Compliance with greenhouse gas emissions regulations may result in increased operational costs to the Corporation.

 

The Corporation's exploration and production facilities and other operations and activities emit greenhouse gases which may require the Corporation to comply with GHG emissions legislation at the provincial or federal level. Climate change policy is evolving at regional, national and international levels, and political and economic events may significantly affect the scope and timing of climate change measures that are ultimately put in place. As a signatory to the UNFCCC and a signatory to the Paris Agreement, which was ratified in Canada on October 3, 2016, the Government of Canada pledged to cut its GHG emissions by 30 per cent from 2005 levels by 2030. One of the pertinent policies announced to date by the Government of Canada to reduce GHG emission is the planned implementation of a nation-wide price on carbon emissions. Provincially, the Government of Alberta has already implemented a carbon levy on almost all sources of GHG emissions, now at a rate of $30 per tonne. The direct or indirect costs of compliance with GHG-related regulations may have a material adverse effect on the Corporation's business, financial condition, results of operations and prospects. Some of the Corporation's significant facilities may ultimately be subject to future regional, provincial and/or federal climate change regulations to manage GHG emissions. In addition, concerns about climate change have resulted in a number of environmental activists and members of the public opposing the continued exploitation and development of fossil fuels.

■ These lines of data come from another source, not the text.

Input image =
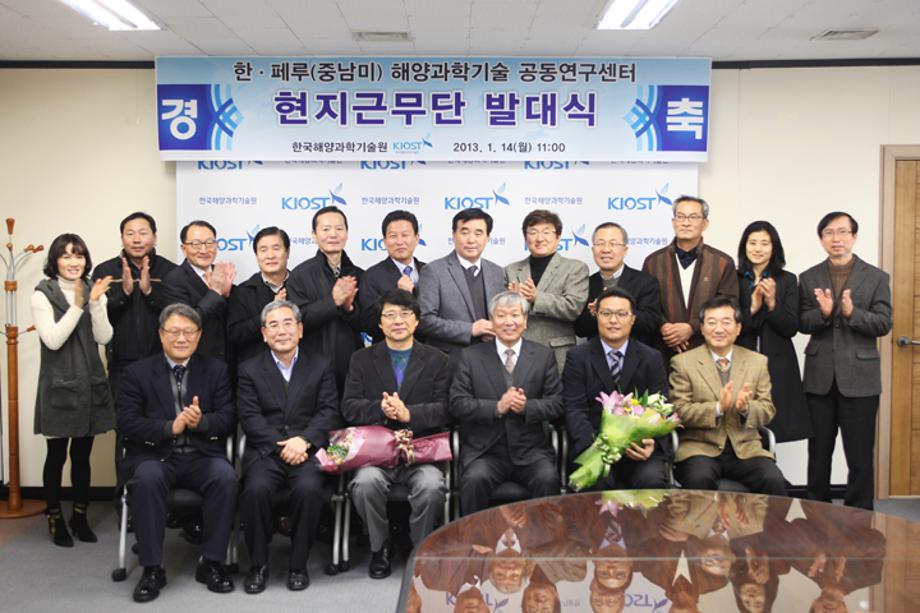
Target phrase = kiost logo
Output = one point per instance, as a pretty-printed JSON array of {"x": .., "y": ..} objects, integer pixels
[{"x": 313, "y": 203}]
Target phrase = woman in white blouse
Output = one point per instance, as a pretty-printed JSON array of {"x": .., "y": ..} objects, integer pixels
[{"x": 73, "y": 403}]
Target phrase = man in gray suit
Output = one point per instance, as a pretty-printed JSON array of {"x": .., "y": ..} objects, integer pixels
[
  {"x": 455, "y": 290},
  {"x": 845, "y": 304},
  {"x": 556, "y": 287}
]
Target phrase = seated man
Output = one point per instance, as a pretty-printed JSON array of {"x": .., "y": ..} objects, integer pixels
[
  {"x": 175, "y": 411},
  {"x": 722, "y": 394},
  {"x": 502, "y": 394},
  {"x": 612, "y": 361},
  {"x": 288, "y": 404},
  {"x": 402, "y": 384}
]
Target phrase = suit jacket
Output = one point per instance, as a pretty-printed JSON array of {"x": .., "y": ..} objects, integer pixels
[
  {"x": 183, "y": 284},
  {"x": 377, "y": 280},
  {"x": 561, "y": 296},
  {"x": 447, "y": 307},
  {"x": 696, "y": 390},
  {"x": 841, "y": 349},
  {"x": 586, "y": 375},
  {"x": 713, "y": 274},
  {"x": 270, "y": 411},
  {"x": 424, "y": 389},
  {"x": 477, "y": 386},
  {"x": 146, "y": 408},
  {"x": 644, "y": 289}
]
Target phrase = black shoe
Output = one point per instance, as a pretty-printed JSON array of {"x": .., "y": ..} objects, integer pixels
[
  {"x": 152, "y": 581},
  {"x": 255, "y": 581},
  {"x": 381, "y": 562},
  {"x": 214, "y": 576},
  {"x": 298, "y": 579}
]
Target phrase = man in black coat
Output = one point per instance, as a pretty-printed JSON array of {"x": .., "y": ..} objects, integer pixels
[
  {"x": 175, "y": 411},
  {"x": 325, "y": 288},
  {"x": 402, "y": 384},
  {"x": 610, "y": 245},
  {"x": 287, "y": 404},
  {"x": 272, "y": 247},
  {"x": 503, "y": 393},
  {"x": 399, "y": 270},
  {"x": 615, "y": 361},
  {"x": 203, "y": 285}
]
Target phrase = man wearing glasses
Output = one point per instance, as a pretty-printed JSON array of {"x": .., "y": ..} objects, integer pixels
[
  {"x": 402, "y": 384},
  {"x": 689, "y": 272},
  {"x": 203, "y": 285},
  {"x": 613, "y": 360},
  {"x": 845, "y": 304},
  {"x": 610, "y": 244}
]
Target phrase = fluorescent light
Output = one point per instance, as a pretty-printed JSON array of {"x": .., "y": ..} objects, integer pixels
[
  {"x": 113, "y": 14},
  {"x": 634, "y": 14}
]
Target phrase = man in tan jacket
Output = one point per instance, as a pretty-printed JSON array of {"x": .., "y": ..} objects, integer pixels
[{"x": 722, "y": 394}]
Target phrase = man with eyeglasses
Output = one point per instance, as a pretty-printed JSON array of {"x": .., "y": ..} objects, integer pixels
[
  {"x": 203, "y": 285},
  {"x": 402, "y": 384},
  {"x": 288, "y": 404},
  {"x": 614, "y": 360},
  {"x": 555, "y": 286},
  {"x": 845, "y": 305},
  {"x": 721, "y": 392},
  {"x": 175, "y": 411},
  {"x": 609, "y": 246},
  {"x": 689, "y": 272}
]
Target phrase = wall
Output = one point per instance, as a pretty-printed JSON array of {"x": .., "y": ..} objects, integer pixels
[{"x": 78, "y": 152}]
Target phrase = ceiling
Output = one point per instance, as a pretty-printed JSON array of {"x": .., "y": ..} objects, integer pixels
[{"x": 725, "y": 30}]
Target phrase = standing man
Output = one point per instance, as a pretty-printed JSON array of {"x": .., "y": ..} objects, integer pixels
[
  {"x": 402, "y": 384},
  {"x": 399, "y": 270},
  {"x": 689, "y": 273},
  {"x": 175, "y": 411},
  {"x": 325, "y": 288},
  {"x": 721, "y": 393},
  {"x": 287, "y": 404},
  {"x": 203, "y": 285},
  {"x": 609, "y": 246},
  {"x": 556, "y": 287},
  {"x": 615, "y": 361},
  {"x": 272, "y": 247},
  {"x": 503, "y": 394},
  {"x": 454, "y": 291},
  {"x": 845, "y": 304}
]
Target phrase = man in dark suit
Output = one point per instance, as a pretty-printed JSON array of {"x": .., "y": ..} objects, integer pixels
[
  {"x": 402, "y": 384},
  {"x": 399, "y": 270},
  {"x": 845, "y": 304},
  {"x": 503, "y": 393},
  {"x": 287, "y": 405},
  {"x": 175, "y": 411},
  {"x": 203, "y": 285},
  {"x": 325, "y": 288},
  {"x": 454, "y": 291},
  {"x": 613, "y": 360},
  {"x": 610, "y": 244},
  {"x": 272, "y": 247}
]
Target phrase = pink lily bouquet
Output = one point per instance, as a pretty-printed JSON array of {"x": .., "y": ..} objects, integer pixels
[{"x": 624, "y": 420}]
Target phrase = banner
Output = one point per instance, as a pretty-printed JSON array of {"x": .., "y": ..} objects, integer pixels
[
  {"x": 241, "y": 197},
  {"x": 433, "y": 109}
]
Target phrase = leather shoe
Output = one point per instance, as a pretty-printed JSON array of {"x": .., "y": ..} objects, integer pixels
[
  {"x": 381, "y": 562},
  {"x": 298, "y": 579},
  {"x": 214, "y": 576},
  {"x": 152, "y": 581}
]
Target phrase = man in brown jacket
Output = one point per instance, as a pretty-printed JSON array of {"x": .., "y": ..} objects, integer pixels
[{"x": 689, "y": 273}]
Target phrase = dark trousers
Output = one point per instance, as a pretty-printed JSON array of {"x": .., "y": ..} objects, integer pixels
[
  {"x": 856, "y": 419},
  {"x": 481, "y": 476},
  {"x": 263, "y": 478},
  {"x": 213, "y": 478}
]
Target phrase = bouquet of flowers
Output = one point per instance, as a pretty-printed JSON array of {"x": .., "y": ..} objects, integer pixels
[{"x": 624, "y": 420}]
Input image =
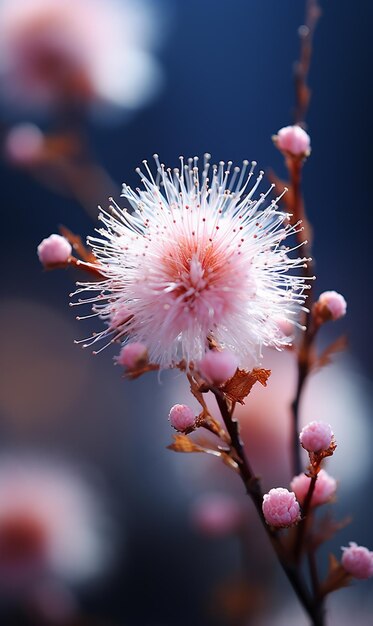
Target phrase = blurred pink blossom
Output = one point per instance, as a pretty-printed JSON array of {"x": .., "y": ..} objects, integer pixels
[
  {"x": 50, "y": 524},
  {"x": 358, "y": 561},
  {"x": 23, "y": 144},
  {"x": 94, "y": 51},
  {"x": 217, "y": 514}
]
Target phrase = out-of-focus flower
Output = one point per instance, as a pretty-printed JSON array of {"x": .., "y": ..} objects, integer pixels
[
  {"x": 50, "y": 524},
  {"x": 280, "y": 508},
  {"x": 181, "y": 417},
  {"x": 216, "y": 514},
  {"x": 293, "y": 139},
  {"x": 216, "y": 367},
  {"x": 316, "y": 436},
  {"x": 23, "y": 144},
  {"x": 358, "y": 561},
  {"x": 331, "y": 305},
  {"x": 87, "y": 51},
  {"x": 325, "y": 488},
  {"x": 197, "y": 259},
  {"x": 54, "y": 249}
]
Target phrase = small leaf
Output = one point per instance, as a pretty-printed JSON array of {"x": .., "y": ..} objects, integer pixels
[
  {"x": 240, "y": 385},
  {"x": 77, "y": 245}
]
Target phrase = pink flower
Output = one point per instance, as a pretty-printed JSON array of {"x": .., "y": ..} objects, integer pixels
[
  {"x": 280, "y": 508},
  {"x": 24, "y": 144},
  {"x": 89, "y": 51},
  {"x": 331, "y": 305},
  {"x": 49, "y": 524},
  {"x": 216, "y": 367},
  {"x": 53, "y": 250},
  {"x": 197, "y": 259},
  {"x": 325, "y": 488},
  {"x": 293, "y": 139},
  {"x": 216, "y": 514},
  {"x": 181, "y": 417},
  {"x": 358, "y": 561},
  {"x": 132, "y": 354},
  {"x": 316, "y": 436}
]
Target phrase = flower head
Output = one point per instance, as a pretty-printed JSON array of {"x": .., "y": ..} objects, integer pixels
[
  {"x": 90, "y": 51},
  {"x": 358, "y": 561},
  {"x": 197, "y": 260},
  {"x": 280, "y": 508}
]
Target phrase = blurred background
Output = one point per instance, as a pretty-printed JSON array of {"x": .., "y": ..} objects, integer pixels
[{"x": 88, "y": 89}]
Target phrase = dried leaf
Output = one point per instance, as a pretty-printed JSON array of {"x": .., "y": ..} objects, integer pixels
[
  {"x": 240, "y": 385},
  {"x": 338, "y": 345},
  {"x": 139, "y": 371},
  {"x": 77, "y": 245},
  {"x": 182, "y": 443}
]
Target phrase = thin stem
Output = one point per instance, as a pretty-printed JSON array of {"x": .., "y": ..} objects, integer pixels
[{"x": 253, "y": 489}]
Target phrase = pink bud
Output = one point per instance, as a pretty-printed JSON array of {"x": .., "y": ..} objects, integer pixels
[
  {"x": 325, "y": 488},
  {"x": 217, "y": 514},
  {"x": 358, "y": 561},
  {"x": 293, "y": 139},
  {"x": 316, "y": 436},
  {"x": 55, "y": 249},
  {"x": 181, "y": 417},
  {"x": 280, "y": 508},
  {"x": 217, "y": 367},
  {"x": 334, "y": 302},
  {"x": 132, "y": 355},
  {"x": 23, "y": 144}
]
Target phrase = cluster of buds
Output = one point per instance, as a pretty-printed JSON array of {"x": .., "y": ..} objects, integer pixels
[{"x": 283, "y": 508}]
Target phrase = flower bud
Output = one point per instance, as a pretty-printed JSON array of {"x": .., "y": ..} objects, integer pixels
[
  {"x": 181, "y": 417},
  {"x": 330, "y": 306},
  {"x": 293, "y": 139},
  {"x": 325, "y": 488},
  {"x": 358, "y": 561},
  {"x": 132, "y": 355},
  {"x": 316, "y": 436},
  {"x": 217, "y": 367},
  {"x": 53, "y": 250},
  {"x": 280, "y": 508}
]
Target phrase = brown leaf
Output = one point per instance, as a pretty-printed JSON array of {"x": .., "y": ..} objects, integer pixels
[
  {"x": 240, "y": 385},
  {"x": 77, "y": 245},
  {"x": 338, "y": 345},
  {"x": 140, "y": 370},
  {"x": 182, "y": 443}
]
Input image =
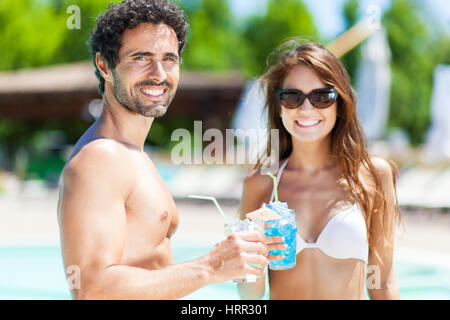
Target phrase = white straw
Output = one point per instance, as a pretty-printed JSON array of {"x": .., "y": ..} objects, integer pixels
[{"x": 215, "y": 202}]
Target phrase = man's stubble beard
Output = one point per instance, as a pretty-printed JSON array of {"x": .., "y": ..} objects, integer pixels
[{"x": 156, "y": 110}]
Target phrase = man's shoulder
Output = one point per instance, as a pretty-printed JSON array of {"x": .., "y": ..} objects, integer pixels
[{"x": 95, "y": 158}]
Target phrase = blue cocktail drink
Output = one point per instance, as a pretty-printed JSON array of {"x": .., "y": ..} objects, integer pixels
[{"x": 285, "y": 227}]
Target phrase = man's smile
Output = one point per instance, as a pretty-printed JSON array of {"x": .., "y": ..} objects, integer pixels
[{"x": 154, "y": 93}]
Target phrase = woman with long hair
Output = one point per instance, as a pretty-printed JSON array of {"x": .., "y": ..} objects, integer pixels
[{"x": 345, "y": 200}]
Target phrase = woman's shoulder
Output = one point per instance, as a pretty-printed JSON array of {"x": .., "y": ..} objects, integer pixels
[
  {"x": 383, "y": 169},
  {"x": 258, "y": 183}
]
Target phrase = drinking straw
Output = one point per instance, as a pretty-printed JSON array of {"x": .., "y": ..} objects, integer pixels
[
  {"x": 227, "y": 221},
  {"x": 274, "y": 184}
]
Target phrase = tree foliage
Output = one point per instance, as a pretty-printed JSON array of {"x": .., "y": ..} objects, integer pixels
[
  {"x": 284, "y": 19},
  {"x": 415, "y": 53}
]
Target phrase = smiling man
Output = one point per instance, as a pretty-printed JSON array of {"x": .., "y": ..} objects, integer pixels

Given the evolving nature of the debate related to climate change and the control of GHG and resulting requirements, it is expected that current and future climate change regulations will have the affect of increasing the Corporation's operating expenses and in the long-term reducing the demand for oil and gas production resulting in a decrease in the Corporation's profitability and a reduction in the value of its assets or asset write-offs. See "Industry Conditions – Regulatory Authorities and Environmental Regulation – Climate Change Regulation".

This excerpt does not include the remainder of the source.